​Greens slam changes to tax transparency laws

Government has made it easier for Australian companies to avoid paying tax, says Greens spokesperson Adam Bandt

Greens MP Adam Bandt has lambasted the passing of new laws that ensure tax details of Australian-owned private companies are exempt from public disclosure rules, saying the government has made it easier for these companies to avoid paying their share of tax.

The Tax and Superannuation Laws Amendment (Better Targeting the Incomes Tax Transparency Laws) Bill, which is aimed at protecting the privacy of Australian-owned private companies, passed the Senate yesterday.

Bandt said the government had “scratched the back” of its big business mates by bringing down a veil of secrecy over the tax paid, or not paid, by some of the country’s most profitable companies.

“By removing this transparency from our tax laws, the government has made it easier for companies to avoid paying their fair share of tax.”

According to Bandt, the Bill was “a huge step backward" in the fight against corporate tax avoidance.

Assistant Treasurer, Kelly O'Dwyer, said the Coalition government had ensured that the taxation details of Australian-owned private companies would remain exempt from the Labor party’s public disclosure taxation rules.

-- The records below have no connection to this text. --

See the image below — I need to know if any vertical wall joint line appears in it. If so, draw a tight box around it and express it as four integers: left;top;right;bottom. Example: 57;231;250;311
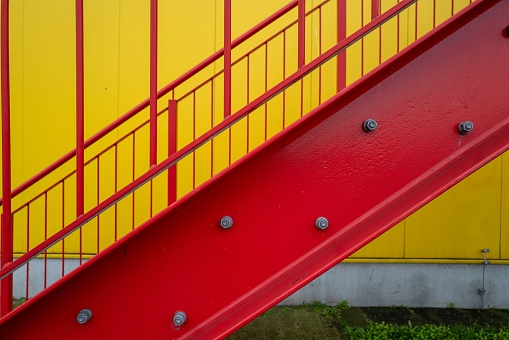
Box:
150;0;158;166
0;0;13;317
223;0;232;118
76;0;85;217
297;0;306;68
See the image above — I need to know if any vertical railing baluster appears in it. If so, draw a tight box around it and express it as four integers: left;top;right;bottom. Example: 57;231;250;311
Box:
371;0;380;20
150;0;158;166
297;0;306;68
336;0;346;92
223;0;232;118
0;0;13;317
76;0;85;217
168;99;177;205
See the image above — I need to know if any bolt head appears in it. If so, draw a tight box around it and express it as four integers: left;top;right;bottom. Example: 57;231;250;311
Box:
458;120;474;135
219;216;233;229
76;308;92;324
362;119;378;132
173;311;187;327
315;217;329;230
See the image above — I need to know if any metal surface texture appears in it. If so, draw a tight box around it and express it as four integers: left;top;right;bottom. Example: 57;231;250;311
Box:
0;0;509;340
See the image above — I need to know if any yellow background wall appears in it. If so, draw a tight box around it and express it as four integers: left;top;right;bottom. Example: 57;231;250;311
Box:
1;0;509;261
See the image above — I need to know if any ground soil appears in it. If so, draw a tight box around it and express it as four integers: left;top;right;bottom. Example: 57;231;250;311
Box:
228;304;509;340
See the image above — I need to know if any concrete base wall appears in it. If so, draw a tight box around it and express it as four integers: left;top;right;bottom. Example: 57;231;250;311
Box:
281;263;509;309
14;259;509;309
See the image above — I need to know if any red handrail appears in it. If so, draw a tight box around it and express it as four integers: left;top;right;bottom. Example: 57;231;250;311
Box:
0;0;298;206
0;0;417;280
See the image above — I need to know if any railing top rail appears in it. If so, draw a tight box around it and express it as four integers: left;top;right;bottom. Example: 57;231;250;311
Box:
0;0;417;280
0;0;298;206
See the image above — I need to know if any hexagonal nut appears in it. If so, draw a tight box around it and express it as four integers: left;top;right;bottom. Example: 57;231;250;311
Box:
458;120;474;135
173;311;187;327
76;308;92;324
219;216;233;229
315;217;329;230
362;119;378;132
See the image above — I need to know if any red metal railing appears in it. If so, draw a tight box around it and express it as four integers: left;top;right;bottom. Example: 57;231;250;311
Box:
0;0;476;314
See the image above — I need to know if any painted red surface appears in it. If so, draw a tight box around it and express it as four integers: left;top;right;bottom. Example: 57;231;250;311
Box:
0;1;509;339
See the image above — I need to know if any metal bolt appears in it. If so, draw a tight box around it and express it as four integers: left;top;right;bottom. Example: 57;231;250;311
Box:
315;217;329;230
220;216;233;229
362;119;378;132
76;308;92;324
458;120;474;135
173;311;186;327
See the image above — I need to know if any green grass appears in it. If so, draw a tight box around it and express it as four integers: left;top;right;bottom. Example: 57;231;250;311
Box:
344;322;509;340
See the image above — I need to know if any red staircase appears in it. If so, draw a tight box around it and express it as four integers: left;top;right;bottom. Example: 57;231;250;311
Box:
0;0;509;340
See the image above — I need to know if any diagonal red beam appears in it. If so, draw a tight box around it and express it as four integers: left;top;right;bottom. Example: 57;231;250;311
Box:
0;0;416;280
0;1;509;340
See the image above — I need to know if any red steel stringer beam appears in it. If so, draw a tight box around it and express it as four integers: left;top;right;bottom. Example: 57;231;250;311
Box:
0;1;509;340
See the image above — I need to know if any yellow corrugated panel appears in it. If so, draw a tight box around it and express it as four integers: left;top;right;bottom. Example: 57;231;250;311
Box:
500;151;509;259
405;157;501;259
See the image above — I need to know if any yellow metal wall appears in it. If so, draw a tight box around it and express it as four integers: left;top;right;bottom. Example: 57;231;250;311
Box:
1;0;509;261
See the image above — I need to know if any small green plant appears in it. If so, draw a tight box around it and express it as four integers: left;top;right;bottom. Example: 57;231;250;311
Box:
344;321;509;340
337;300;350;310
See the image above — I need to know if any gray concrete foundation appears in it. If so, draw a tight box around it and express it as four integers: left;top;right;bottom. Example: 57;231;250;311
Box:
281;263;509;309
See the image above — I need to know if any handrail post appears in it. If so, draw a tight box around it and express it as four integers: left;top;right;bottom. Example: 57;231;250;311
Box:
150;0;158;166
336;0;346;92
168;100;177;205
297;0;306;68
223;0;232;118
0;0;13;317
75;0;85;217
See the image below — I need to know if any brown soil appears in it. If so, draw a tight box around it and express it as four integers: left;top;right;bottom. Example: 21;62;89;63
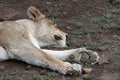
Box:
0;0;120;80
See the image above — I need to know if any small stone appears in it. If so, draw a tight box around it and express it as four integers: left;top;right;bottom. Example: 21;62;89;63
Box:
26;65;31;70
93;74;119;80
0;66;5;70
46;2;52;5
83;68;92;74
66;26;72;29
98;46;108;51
63;11;67;15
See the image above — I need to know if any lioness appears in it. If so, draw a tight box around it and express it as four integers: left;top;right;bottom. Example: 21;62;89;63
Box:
0;6;99;74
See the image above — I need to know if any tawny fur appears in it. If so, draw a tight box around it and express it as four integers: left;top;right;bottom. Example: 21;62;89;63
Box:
0;6;99;74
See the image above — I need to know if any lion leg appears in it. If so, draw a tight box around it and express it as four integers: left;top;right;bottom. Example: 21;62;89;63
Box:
41;48;99;64
0;46;9;61
9;46;81;75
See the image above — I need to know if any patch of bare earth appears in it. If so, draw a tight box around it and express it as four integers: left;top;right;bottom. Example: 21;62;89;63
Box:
0;0;120;80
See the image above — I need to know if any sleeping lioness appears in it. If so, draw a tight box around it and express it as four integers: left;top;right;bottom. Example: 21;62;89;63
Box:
0;6;99;74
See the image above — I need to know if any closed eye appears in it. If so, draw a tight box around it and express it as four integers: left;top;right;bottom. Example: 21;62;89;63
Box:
54;35;62;40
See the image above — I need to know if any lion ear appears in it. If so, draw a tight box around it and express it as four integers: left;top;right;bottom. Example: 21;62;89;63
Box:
27;6;45;20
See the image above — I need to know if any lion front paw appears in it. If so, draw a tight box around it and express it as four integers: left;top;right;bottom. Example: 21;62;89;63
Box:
80;50;100;64
68;48;100;64
62;63;82;75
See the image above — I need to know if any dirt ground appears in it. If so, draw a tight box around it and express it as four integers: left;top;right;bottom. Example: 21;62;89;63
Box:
0;0;120;80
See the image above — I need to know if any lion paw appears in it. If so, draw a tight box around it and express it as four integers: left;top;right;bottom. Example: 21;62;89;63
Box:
62;63;82;75
68;48;100;64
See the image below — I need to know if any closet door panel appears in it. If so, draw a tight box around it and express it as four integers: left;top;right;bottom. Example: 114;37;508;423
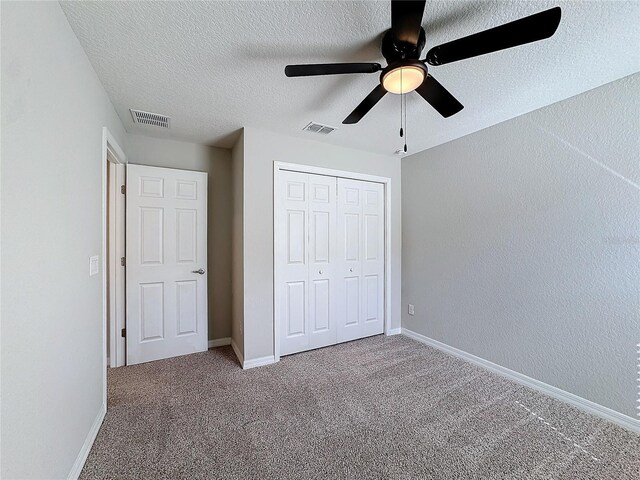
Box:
362;182;384;336
308;175;337;348
274;172;309;355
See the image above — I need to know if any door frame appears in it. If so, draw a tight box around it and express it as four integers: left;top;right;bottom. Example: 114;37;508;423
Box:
101;127;127;408
273;161;392;362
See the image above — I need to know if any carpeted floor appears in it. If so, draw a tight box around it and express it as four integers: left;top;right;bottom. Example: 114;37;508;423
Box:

Under those rules, the Commissioner of Taxation would have been required to publish tax information of Australian owned private companies with income of $100 million or more, she said.

In May 2015, the Coalition government released the details of a new Multinational Anti Avoidance Law that will stop multinationals using complex schemes to escape paying tax.

“Under this new law, when we catch companies cheating, they will have to pay back double what they owe, plus interest,” said Treasury Joe Hockey.

This new law will apply to companies with global revenue of $1 billion or more, according to budget documents.

Budget documents state that the new law will target companies where “the activities of an Australian company or other entity are integral to an Australian customer’s decision to enter into a contract”, ”the contract is formally entered into with a foreign related party to that entity” and “the profit from the Australian sales is booked overseas and subject to no or low global tax.”

The measure follows an inquiry into corporate tax avoidance which has seen scrutiny of the tax minimisation strategies of a number of multinational technology companies, including Google, Apple and Microsoft.